Instead, if the girl abides by a set of rules and conditions set out by police and her father for the next six months, she can avoid the court system altogether.

"She has no record and she's only 11," said Richmond police Det. Pamela Hewett, the officer who took the girl into custody Aug. 12 and helped set out the conditions of her release. "Her record will still show a criminal charge on the offense, but it will also show she was never sent into the court system."

The girl was taken into custody one day after she wrote a note claiming she been kidnapped and left it inside the McHenry Savings Bank in Richmond. The note, found by a bank customer, claimed the girl had been missing since 2009 and asked for someone to contact authorities for help, police said.

After an extensive investigation, the girl was found safe less than 24 hours later at her father's home in Harvard, police said. Her father, Hewett said, has custody of the girl.

"She had no explanation (for her actions)," Hewett said. "It was an error in her judgment."

Police charged the girl with a felony version of disorderly conduct because her actions caused authorities to respond to a life-threatening situation that the offender knew did not to exist, officials said in a news release.
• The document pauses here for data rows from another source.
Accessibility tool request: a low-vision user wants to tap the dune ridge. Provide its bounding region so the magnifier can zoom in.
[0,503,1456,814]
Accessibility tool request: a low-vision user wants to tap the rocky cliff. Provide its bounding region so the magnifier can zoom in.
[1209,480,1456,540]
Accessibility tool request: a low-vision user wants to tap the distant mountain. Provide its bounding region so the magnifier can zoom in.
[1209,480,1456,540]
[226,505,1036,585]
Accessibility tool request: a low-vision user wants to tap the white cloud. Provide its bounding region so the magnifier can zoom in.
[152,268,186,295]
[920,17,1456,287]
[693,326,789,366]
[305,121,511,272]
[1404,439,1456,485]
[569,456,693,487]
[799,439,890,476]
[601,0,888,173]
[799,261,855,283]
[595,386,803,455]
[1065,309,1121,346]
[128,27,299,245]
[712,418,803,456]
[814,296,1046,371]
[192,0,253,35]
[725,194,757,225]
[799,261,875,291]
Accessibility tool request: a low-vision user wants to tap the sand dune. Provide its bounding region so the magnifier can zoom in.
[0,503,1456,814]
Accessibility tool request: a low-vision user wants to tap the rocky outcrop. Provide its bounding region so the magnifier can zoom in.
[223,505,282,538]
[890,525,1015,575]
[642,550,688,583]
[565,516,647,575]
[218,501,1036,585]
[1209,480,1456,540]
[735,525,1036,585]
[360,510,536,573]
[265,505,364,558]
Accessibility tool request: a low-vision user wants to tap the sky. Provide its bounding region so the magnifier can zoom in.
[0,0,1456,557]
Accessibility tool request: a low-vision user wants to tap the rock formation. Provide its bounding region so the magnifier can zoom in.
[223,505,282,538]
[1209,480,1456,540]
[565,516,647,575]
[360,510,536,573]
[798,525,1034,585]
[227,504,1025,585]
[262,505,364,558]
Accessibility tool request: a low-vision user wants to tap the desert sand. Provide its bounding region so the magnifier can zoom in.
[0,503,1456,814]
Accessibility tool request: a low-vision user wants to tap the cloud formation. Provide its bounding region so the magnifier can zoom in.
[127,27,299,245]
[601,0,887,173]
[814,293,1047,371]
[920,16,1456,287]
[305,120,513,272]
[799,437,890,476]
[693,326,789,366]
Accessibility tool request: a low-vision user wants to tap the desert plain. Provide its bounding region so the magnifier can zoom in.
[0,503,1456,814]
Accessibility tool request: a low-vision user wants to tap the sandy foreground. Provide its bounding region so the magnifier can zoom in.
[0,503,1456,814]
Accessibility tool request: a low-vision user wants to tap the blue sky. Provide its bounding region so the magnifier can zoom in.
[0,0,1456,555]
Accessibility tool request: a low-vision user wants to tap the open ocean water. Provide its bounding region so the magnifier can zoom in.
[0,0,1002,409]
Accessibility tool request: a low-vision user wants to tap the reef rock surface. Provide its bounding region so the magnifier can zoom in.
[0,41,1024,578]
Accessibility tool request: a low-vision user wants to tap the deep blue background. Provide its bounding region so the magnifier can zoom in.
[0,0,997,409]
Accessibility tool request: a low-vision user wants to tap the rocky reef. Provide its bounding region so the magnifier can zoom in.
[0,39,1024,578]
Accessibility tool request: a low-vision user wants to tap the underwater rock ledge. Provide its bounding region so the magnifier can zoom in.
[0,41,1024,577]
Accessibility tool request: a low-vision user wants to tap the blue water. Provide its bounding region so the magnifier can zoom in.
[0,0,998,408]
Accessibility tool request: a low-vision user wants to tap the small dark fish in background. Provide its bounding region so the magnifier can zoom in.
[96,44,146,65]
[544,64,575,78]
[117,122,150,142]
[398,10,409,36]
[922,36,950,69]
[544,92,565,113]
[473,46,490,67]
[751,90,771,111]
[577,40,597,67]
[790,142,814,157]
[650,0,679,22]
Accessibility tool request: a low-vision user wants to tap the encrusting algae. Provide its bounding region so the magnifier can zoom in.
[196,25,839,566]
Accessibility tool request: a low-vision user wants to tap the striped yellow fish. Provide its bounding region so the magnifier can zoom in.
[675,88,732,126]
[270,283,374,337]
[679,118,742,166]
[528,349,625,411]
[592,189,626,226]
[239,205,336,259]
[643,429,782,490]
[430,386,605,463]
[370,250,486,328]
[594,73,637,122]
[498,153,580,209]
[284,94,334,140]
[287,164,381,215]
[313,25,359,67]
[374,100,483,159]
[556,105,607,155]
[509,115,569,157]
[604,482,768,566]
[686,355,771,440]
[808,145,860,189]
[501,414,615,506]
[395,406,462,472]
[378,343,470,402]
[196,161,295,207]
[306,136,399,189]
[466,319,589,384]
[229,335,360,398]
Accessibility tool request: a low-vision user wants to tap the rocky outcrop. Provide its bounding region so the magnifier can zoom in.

But rather than forwarding to charge to juvenile court, Hewett instead conducted a process known as an informal station adjustment to give the girl a chance to avoid court.

The conditions of avoiding court, Hewett said, include writing a letter of apology, losing television privileges at home and being restricted to her yard when playing outside.

"She felt bad about giving everybody the scare that she did, and the resources that were used to look for her," Hewett added. "She regrets what she did."